As had been widely expected, Cotillard won the Cesar for best actress for her performance as the legendary French chanson singer Edith Piaf in the film La Mome (known internationally as La Vie en Rose or, in some English-language markets, The Passionate Life of Edith Piaf).

The 32-year-old Cotillard had already swept the Golden Globes and a host of other international film awards for her performance, and she is considered a co-favourite, with Julie Christie, to bag an Oscar on Sunday.

The Secret of the Grain, which is about dysfunctional Maghreb families in the southern French fishing port of Sete, received four Cesars: for best film; for best director and best screenplay, both to Abdel Kechiche; and for most promising actress to 21-year-old novice Hafsia Herzi.

The film had been awarded the Special Jury Prize at the 2007 Venice Film Festival, and Herzi, who had no acting experience before being cast by Kechiche, was named the festival's best young actress.

French-Iranian Marjane Satrapi picked up two Cesars for her adaptation of her graphic novel Persepolis, for best first film and for best adaptation. The film has been nominated for an Oscar for best animated film.

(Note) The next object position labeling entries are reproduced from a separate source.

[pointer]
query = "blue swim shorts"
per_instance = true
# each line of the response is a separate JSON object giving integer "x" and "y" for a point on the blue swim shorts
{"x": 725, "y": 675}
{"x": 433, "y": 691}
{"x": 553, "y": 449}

The German movie Das Leben der Anderen (The Lives of Others), which won last year's Academy Award for best foreign film, received the Cesar in the same category.

Other winners included Matthieu Almaric, for best actor for his performance as an almost totally paralyzed man in Julian Schnabel's The Diving Bell and the Butterfly; Julie Depardieu for best supporting actress in Claude Miller's Un Secret (A Secret); and Sami Bouajila as best supporting actor in The Witnesses by Andre Techine.